A taxi rank in Johannesburg a day after Santaco president Philip Taaibosch introduced prevention measures for the industry. Picture: VELI NHLAPO
A taxi rank in Johannesburg a day after Santaco president Philip Taaibosch introduced prevention measures for the industry. Picture: VELI NHLAPO

The SA National Taxi Council (Santaco), SA’s largest taxi organisation, has launched a R3.5bn fund to cushion the blow of the Covid-19 pandemic on the industry, which transports 16.5-million passengers a day.

Thabiso Molelekwa, Santaco’s national spokesperson, told Business Day on Monday that it has appointed auditing company SkX and two law firms, Ncube and De Klerk Mandelstam, to manage the SA Taxi Industry Coronavirus Relief Fund.

“We want the relief fund to have a well-structured legal standing to ensure that each rand raised is for the benefit of all beneficiaries [such as] taxi drivers, queue marshals, rank managers, and taxi owners.”

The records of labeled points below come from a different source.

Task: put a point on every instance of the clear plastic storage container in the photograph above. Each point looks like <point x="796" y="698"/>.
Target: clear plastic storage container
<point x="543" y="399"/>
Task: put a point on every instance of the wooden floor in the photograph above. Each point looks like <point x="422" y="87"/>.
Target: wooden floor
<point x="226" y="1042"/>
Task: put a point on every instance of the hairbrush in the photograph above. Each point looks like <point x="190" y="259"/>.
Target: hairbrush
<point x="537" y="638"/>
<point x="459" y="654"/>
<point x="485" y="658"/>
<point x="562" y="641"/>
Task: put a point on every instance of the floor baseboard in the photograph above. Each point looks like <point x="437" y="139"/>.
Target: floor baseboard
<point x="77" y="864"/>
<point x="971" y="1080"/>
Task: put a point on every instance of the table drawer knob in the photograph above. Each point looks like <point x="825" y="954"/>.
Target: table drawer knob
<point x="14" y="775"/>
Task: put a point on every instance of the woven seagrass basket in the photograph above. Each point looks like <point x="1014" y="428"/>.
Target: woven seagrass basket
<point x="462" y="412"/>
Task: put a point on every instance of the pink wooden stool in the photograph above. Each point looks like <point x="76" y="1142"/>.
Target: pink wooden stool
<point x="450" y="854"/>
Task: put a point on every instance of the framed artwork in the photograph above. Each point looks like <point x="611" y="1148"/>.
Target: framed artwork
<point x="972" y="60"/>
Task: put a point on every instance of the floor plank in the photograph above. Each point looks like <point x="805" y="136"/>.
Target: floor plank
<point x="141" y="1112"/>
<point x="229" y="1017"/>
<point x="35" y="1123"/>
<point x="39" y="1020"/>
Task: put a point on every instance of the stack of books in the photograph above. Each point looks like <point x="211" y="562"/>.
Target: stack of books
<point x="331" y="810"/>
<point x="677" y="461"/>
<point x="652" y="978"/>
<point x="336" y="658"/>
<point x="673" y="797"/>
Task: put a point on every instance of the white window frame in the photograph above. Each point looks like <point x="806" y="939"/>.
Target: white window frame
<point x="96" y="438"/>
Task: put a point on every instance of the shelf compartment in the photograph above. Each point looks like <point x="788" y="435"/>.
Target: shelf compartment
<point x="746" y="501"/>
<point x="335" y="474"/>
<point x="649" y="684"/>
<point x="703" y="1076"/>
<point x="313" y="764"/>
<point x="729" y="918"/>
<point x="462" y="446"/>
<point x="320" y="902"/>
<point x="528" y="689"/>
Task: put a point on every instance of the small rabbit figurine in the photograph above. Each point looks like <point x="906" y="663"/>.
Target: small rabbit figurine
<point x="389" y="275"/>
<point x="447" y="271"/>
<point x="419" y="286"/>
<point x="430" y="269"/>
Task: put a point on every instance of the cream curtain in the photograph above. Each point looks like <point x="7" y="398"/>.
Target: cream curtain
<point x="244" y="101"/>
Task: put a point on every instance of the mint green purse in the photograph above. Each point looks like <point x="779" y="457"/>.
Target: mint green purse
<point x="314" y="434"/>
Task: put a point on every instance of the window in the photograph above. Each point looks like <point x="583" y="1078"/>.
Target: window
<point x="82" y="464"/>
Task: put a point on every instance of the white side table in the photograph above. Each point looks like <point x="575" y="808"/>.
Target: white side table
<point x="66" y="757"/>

The taxi organisation has requested business communities, the government and car manufacturers, among others, to come on board and make contributions to the fund.

It aims to help 100,000 queue marshals; 150,000 taxi drivers; and the taxi associations’ support staff who work in their offices, “whose livelihoods have been seriously threatened by this virus”.

“The fund is a just a form of relief to help them put bread on the table so that their families can eat,” said Molelekwa. “The fund is not meant to help the industry pay off its obligations.”

Molelekwa stressed that the industry has been badly affected by the 21-day lockdown announced by President Cyril Ramaphosa last month, aimed at limiting Covid-19 in SA. There are more than 1,700 confirmed Covid-19 cases, of which about 95 have recovered, and 13 deaths so far in SA.

On Wednesday last week, transport minister Fikile Mbalula relaxed Covid-19 regulations in the public-transport sector during the lockdown, allowing minibus taxis to carry full passenger loads if passengers wear masks.

However, he backtracked on Thursday morning, saying transport vehicles must reduce the number of maximum passengers to 70% of the licensed capacity. Mbalula also announced changes to operating times, with minibus taxis now permitted to operate from 5am until 10am (previously 9am), and from 4pm to 9pm (previously 8pm). 

Molelekwa said some minibus taxi businesses will collapse in the next six to 10 months because “making a recovery from the huge losses incurred during the lockdown period will be an impossible task to achieve”.

Santaco president Philip Taaibosch said: “In our quest to maintain social-distancing and save lives, we recognise that our members are losing income and their livelihood is severely compromised. We have taken this proactive step to establish a fund that will cushion the blow to our members.”

Taaibosch called on all stakeholders to the taxi industry such as food retailers, taxi dealerships, tyres and parts manufacturers, banks, and other industry players to “come together with the taxi industry and contribute to the fund”.

“This is crucial in ensuring essential service [workers] are taken to work … to keep the economy of the country going.”